К моему глубочайшему удивлению, я увидела, как Вулф, будто в замедленной съемке, опускается на колени. Я охнула, не в силах оторвать глаза от развернувшейся сцены. Мой муж, гордый, спесивый, заносчивый ублюдок, вымаливал меня на коленях. Что самое интересное – он ничуть не растерял своего высокомерия. Он поднял голову, и с этого ракурса я видела его лучше. Он был воплощением тщеславия, и его царственные черты были четкими и яркими, взгляд горел решимостью, а брови насмешливо изогнулись. Вулф демонстрировал безупречное самообладание. Если посмотреть на лица обоих, то не удастся сказать, кто кому кланялся в ноги.

– Артур, – раздался в комнате его низкий голос. – Умоляю тебя, позволь поговорить с твоей дочерью. Моя жена была и будет самым главным человеком в моей жизни.

От его слов сердце готово было вырваться из груди, и я задрожала, чувствуя, будто меня согревает тысяча солнечных лучиков.

– Ты никогда не сделаешь ее счастливой, если будешь угрожать ей моими грехами, – предостерег отец.

Мой муж продолжал стоять на коленях, а я больше не могла сдерживать слезы. Они полились из глаз, и, всхлипнув, я прижала ладошку ко рту, боясь, что меня услышат.

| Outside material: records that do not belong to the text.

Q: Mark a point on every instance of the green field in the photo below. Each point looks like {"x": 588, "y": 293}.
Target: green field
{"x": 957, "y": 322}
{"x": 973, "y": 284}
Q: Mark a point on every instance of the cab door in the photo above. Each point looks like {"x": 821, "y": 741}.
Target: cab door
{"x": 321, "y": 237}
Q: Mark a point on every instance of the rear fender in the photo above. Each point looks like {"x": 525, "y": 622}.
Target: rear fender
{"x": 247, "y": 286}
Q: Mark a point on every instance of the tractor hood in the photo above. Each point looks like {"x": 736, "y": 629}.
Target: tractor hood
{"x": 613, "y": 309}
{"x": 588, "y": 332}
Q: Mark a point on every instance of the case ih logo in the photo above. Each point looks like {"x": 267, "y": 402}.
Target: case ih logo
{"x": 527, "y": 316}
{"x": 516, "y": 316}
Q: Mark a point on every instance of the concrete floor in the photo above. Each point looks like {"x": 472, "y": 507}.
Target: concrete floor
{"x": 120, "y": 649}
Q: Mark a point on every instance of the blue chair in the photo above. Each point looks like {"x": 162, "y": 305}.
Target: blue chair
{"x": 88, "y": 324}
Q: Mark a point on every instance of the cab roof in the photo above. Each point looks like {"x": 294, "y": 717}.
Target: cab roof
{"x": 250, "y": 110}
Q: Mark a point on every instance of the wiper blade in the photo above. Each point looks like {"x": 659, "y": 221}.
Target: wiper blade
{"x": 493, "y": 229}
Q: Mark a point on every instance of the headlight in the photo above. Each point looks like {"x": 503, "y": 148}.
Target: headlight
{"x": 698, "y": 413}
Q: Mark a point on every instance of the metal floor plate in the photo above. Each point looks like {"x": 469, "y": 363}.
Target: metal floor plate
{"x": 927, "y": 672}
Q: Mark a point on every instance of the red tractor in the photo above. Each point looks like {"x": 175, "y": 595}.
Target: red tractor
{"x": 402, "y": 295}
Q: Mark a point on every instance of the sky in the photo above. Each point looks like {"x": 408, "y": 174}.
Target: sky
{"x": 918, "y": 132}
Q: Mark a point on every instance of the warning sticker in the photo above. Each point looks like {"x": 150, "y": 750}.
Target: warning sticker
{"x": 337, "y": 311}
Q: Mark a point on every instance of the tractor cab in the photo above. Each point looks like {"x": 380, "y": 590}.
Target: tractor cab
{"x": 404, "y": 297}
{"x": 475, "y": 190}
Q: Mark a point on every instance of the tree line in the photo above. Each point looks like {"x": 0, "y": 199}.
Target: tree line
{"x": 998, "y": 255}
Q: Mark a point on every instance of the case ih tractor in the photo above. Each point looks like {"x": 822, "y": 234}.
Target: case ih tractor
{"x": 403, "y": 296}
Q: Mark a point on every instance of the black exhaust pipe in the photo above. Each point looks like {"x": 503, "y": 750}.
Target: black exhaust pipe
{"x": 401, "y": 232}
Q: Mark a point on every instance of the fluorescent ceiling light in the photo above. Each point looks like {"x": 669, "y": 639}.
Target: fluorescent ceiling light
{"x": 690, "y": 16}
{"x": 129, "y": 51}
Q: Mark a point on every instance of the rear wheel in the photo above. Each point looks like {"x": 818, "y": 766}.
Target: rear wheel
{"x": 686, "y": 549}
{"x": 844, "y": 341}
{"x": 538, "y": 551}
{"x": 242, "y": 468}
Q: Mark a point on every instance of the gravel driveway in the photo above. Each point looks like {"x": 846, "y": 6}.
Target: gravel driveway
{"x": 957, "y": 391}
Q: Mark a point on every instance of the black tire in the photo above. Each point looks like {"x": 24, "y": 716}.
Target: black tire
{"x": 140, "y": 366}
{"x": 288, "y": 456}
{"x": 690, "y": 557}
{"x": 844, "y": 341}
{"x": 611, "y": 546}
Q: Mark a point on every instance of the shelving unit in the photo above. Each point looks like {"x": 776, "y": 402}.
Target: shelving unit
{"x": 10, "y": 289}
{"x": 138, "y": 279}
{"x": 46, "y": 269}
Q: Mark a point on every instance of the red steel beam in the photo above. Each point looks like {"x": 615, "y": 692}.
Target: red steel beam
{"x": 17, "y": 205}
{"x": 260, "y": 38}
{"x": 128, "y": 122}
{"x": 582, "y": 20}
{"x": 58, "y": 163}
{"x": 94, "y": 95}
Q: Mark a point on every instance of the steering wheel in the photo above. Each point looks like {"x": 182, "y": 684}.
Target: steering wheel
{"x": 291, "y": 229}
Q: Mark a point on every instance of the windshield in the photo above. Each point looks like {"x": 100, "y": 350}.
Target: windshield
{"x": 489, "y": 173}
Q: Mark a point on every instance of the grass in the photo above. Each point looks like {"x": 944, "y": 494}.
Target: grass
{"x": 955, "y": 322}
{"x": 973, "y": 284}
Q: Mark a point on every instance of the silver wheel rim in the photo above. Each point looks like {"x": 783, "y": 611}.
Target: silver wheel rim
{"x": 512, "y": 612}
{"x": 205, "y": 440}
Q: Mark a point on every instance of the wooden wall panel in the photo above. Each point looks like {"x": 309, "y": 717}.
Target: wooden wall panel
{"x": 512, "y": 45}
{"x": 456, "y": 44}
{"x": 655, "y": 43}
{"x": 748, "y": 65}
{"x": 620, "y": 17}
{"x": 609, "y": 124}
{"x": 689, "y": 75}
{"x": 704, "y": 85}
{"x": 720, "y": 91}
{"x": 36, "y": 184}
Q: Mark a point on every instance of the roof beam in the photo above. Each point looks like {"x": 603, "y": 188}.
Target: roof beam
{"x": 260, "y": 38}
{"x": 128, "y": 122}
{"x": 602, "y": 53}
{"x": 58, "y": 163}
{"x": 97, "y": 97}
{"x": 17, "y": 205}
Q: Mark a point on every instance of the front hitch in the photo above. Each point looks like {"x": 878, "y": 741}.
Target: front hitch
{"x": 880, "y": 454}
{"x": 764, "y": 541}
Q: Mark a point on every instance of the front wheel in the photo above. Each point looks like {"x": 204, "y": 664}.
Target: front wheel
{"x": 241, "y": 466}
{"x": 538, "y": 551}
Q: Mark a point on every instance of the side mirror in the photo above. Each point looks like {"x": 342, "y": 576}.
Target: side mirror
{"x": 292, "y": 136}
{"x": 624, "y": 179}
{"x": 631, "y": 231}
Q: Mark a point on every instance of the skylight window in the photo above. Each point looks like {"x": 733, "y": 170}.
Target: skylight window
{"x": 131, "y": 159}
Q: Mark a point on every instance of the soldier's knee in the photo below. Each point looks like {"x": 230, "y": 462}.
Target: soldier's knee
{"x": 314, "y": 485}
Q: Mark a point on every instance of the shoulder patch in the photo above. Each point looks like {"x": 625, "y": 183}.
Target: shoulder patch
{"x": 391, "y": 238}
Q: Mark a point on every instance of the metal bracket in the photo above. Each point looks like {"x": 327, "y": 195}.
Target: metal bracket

Вулф ухмыльнулся. Его глаза бесстрашно сияли.

– Артур, больше это в мои намерения не входит.

– Это значит, что ты перестанешь вмешиваться в мои дела?

– Это значит, что я постараюсь играть по правилам ради нее.

– А как же Уайт и Бишоп? – спросил отец.

– С ними я поступлю так, как считаю нужным.

– Я могу забрать Франческу обра…

– Нет, не можешь, – резко перебил его Вулф. – Только Франческа может забрать у меня Франческу. Ей выбирать, с кем она хочет жить, не мне. И уж точно не тебе. Ты убил моего брата, а потом и моих родителей. Моя жена там, где я нарисую черту. Ты не можешь забрать ее у меня. Иначе я задам тебе жару.

Я закрыла глаза, чувствуя, как меня начинает качать из стороны в сторону. Я весь день ничего не ела, а от запаха сигары еще и затошнило.

– Иди к ней, – резко бросил отец.

Мой муж поднялся на ноги.

И во второй раз в жизни я потеряла сознание.

Глава девятнадцатая

Франческа

Япроснулась в объятиях мужа.

Он сидел на моей двуспальной кровати, а моя голова покоилась на его груди. Точно в такой же позе мы сидели в конюшне, когда он привел меня знакомиться с Артемидой. Его одеколон с пряным ароматом и собственный неповторимый запах убаюкали меня, и я еще ненадолго притворилась спящей, оттягивая тревожный разговор, что ждал меня по пробуждении.